Wagner: Orchestral Music (CD review)

Claudio Abbado, Berlin Philharmonic Orchestra. DG B0000985-02.

It's hard for any disc to go wrong when the conductor and orchestra are working with the music of German composer Richard Wagner (1813-1883), especially when the conductor and orchestra are among the best in the world. So it goes with this album of Wagner orchestral music from the late Maestro Claudio Abbado and the Berlin Philharmonic. The Overture to Tannhauser, the Prelude from Parsifal, a suite from Parsifal, and the Prelude and Liebestod from Tristan und Isolde comprise the goods.
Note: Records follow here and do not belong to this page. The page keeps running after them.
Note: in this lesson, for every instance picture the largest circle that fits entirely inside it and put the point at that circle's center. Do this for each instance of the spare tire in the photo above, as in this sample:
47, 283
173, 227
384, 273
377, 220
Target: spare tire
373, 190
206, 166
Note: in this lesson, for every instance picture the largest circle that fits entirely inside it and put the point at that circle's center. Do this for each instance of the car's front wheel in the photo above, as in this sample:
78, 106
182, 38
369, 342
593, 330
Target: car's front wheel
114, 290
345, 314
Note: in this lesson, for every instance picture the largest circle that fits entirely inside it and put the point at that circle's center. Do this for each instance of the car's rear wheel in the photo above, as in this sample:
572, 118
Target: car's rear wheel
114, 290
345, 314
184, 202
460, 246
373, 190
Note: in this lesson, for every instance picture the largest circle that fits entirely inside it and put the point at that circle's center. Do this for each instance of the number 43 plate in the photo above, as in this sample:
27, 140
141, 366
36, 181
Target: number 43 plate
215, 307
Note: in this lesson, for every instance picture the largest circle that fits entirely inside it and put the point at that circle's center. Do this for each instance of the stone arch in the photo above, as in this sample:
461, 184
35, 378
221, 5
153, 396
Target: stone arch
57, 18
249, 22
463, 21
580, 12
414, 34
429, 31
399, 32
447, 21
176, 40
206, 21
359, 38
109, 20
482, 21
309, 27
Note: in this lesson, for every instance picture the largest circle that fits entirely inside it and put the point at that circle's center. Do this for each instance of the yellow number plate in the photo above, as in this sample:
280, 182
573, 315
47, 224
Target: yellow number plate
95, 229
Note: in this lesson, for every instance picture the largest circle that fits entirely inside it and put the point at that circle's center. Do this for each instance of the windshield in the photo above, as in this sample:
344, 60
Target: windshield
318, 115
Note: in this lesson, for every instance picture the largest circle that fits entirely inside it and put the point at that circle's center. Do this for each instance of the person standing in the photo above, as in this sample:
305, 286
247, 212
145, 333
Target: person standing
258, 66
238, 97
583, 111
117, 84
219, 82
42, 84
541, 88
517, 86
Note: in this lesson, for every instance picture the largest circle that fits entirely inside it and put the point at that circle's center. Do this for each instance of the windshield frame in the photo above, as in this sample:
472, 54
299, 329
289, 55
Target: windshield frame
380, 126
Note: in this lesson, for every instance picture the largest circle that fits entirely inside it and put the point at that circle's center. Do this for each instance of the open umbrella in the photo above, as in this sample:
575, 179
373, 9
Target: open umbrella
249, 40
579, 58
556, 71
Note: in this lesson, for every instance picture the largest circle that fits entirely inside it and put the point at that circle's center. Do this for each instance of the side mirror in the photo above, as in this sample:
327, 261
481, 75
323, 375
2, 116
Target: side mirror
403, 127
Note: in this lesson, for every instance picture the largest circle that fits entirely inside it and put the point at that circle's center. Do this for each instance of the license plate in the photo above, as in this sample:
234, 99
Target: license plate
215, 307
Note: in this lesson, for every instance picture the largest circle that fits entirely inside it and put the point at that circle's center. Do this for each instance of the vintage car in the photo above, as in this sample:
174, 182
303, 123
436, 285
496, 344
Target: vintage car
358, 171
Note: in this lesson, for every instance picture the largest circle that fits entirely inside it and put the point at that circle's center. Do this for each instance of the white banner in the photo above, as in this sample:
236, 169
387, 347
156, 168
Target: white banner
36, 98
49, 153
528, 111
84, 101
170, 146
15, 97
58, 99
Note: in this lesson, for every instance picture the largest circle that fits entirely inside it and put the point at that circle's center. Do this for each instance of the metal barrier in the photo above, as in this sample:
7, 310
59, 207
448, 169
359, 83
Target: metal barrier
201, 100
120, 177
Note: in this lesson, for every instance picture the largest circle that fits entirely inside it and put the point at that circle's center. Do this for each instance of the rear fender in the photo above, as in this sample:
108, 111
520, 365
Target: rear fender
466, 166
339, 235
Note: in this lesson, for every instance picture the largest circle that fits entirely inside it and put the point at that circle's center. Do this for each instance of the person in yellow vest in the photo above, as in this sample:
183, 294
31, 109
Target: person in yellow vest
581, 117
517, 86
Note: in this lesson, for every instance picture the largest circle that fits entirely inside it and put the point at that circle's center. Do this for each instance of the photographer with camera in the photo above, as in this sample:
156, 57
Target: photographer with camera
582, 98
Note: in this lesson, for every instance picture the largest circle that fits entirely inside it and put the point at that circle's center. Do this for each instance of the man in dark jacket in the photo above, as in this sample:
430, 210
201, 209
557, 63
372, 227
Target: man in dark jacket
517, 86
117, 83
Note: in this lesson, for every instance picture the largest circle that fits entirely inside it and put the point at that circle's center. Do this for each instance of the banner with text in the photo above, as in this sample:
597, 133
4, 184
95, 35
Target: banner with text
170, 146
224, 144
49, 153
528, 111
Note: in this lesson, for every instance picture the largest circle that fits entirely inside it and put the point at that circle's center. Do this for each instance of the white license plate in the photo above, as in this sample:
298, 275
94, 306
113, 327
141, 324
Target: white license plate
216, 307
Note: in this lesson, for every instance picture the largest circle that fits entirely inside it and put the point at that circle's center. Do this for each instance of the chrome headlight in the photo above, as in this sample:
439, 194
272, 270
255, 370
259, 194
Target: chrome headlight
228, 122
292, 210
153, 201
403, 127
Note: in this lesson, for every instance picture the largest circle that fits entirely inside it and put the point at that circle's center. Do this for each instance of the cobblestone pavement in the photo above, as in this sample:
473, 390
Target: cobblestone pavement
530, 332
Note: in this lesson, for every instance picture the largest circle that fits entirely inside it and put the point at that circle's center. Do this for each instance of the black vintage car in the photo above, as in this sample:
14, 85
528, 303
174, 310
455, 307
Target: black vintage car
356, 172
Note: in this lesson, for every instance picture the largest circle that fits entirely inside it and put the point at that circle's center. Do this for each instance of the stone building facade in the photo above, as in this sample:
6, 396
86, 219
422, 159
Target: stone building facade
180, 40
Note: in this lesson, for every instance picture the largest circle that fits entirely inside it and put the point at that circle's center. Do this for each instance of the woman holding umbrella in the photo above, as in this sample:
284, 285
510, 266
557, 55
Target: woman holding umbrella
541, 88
The interpretive results vary from more than adequate to excellent.

Fact is, though, there is a good deal of competition out there for Wagner orchestral music, and it may take something more than merely "more than adequate" to persuade buyers to part with their hard-earned cash for yet another collection of stuff they probably already have. Admittedly, record companies don't record suites from Parsifal very often, so for that reason alone one might want the disc. But for me, the reason for purchase is the Tristan music. It's as lush and romantic as any interpretation I've heard, perfectly befitting the doomed love affair it describes. The Tannhauser Overture and Parsifal Prelude, however, seem a bit more perfunctory; as I say, still adequate but not great. Not in the category of a Karajan with the same orchestra and label, for instance, or a Klemperer on his splendid collection of Wagner music reissued by EMI (Warner) in their "Great Recordings of the Century" series, which I'd like to take this moment to recommend all over again.

Anyway, Abbado's way with Wagner is quite rhythmic and melodious. He tends to bring out all the sweetness in a composer who sometimes can seem only rather grandiose and imposing. Abbado tends to caress the lines a bit more than other conductors and coax more-relaxed yet still penetrating performances from the music. It means Wagner is still Wagner, but his music appears more approachable than ever.
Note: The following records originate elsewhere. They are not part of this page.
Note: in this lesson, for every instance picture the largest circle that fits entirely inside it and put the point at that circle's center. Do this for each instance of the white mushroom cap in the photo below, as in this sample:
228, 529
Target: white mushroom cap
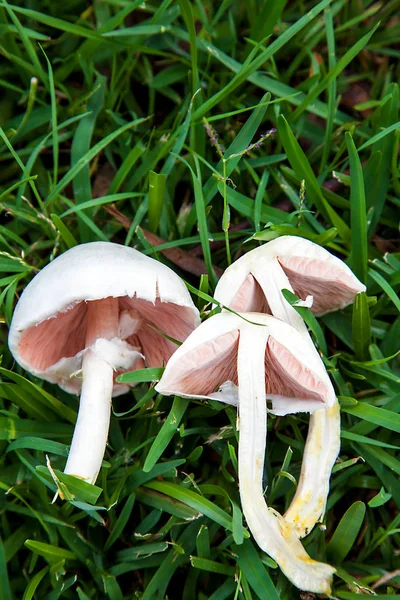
205, 366
310, 269
47, 333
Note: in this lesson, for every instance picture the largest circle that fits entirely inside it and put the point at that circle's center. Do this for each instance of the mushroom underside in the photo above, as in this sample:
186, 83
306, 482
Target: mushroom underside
206, 370
141, 324
330, 287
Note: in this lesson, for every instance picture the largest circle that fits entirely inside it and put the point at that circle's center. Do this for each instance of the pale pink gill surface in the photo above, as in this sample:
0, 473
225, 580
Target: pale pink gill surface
63, 335
329, 286
204, 369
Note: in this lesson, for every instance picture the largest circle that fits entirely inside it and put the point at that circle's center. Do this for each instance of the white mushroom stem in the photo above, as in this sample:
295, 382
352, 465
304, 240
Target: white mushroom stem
91, 430
323, 439
272, 533
320, 452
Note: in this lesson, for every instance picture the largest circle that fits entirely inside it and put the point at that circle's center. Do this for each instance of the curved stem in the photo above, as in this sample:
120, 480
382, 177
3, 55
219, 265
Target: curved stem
270, 530
323, 439
91, 429
320, 452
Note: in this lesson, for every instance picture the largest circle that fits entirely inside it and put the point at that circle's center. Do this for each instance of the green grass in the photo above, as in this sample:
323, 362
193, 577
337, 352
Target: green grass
101, 116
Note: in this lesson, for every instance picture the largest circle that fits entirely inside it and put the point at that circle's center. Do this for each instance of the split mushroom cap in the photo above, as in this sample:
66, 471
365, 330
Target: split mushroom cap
98, 310
250, 283
206, 365
254, 282
49, 326
246, 360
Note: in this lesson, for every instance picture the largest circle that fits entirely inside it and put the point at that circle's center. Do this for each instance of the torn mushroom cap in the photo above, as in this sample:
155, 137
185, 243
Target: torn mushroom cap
205, 366
49, 326
231, 359
311, 270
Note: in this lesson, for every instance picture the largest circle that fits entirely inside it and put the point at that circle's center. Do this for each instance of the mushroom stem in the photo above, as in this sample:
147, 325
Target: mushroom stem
272, 280
91, 429
271, 532
320, 452
323, 439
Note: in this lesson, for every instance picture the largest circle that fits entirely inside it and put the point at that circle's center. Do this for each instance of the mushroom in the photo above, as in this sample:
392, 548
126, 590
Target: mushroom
246, 360
254, 283
96, 311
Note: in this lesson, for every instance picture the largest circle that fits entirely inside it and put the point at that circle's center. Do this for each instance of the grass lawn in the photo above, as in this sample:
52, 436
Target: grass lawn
194, 131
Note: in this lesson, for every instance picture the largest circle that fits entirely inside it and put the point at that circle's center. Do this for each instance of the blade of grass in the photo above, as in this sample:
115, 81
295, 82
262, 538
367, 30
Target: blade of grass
359, 241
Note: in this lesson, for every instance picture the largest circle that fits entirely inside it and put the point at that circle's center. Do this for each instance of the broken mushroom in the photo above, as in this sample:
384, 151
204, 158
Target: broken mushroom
96, 311
254, 283
246, 360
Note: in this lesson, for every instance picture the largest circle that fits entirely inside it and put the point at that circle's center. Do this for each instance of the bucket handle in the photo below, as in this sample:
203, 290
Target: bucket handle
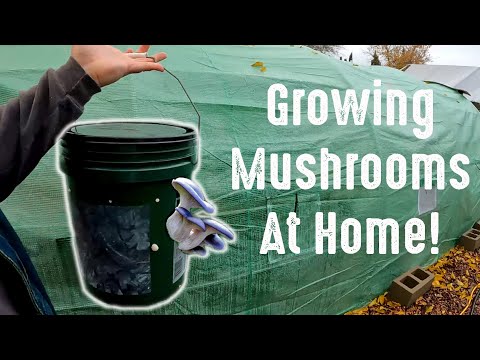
188, 96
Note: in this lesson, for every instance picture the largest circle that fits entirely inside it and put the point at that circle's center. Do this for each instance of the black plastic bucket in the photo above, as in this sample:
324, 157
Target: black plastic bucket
118, 176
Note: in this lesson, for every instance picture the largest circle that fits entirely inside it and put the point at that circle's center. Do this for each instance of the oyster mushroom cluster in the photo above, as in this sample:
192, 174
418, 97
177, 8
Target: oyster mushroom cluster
195, 234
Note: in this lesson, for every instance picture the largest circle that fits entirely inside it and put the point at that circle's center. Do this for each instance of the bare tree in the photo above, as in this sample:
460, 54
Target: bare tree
399, 56
327, 49
375, 59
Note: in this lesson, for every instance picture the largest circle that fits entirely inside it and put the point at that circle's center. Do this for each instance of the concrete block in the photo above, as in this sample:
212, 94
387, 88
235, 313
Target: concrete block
471, 239
408, 287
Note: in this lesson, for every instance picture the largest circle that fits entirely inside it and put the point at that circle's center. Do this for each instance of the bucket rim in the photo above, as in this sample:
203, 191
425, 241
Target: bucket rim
71, 134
In the early days of digital sound, DG's sonic efforts for people like Karajan seemed to me too hard and brittle, so over the years the company appeared to tone it down and make things more realistic and listenable. With this release they may have erred too much in the opposite direction. They recorded the two Preludes and the Liebestod on this recording live in the Grosses Festspielhaus, Salzburg, in 2002 and recorded the rest of the music in the Philharmonie, Berlin, in 2000. In both cases, the sound is a little soft and laid-back, so much so that at times it obscures some of inner-midrange detail. For a comparison, I listened to the Klemperer recordings made thirty or more years earlier to hear a difference in clarity and realism. Not that Abbado and company sound bad; indeed, they are quite pleasing and easy on the ear, and the slightly softer, warmer focus may actually be a blessing in the Tristan und Isolde music, imparting to it a more dreamlike quality.

In any case, the Berlin Philharmonic is, as always, in splendid form, producing as rich and precise a presentation as any you're likely to hear; Maestro Abbado serves up a tasty heaping of Wagner's most romantic Romanticism, at his absolute best, as I say, in the lush textures of Tristan und Isolde; and DG's engineers serve up a mellow concoction of sounds. Personally, I would not recommend the disc as an absolute and only first choice in Wagner, but for the collector who has everything it's probably a must buy.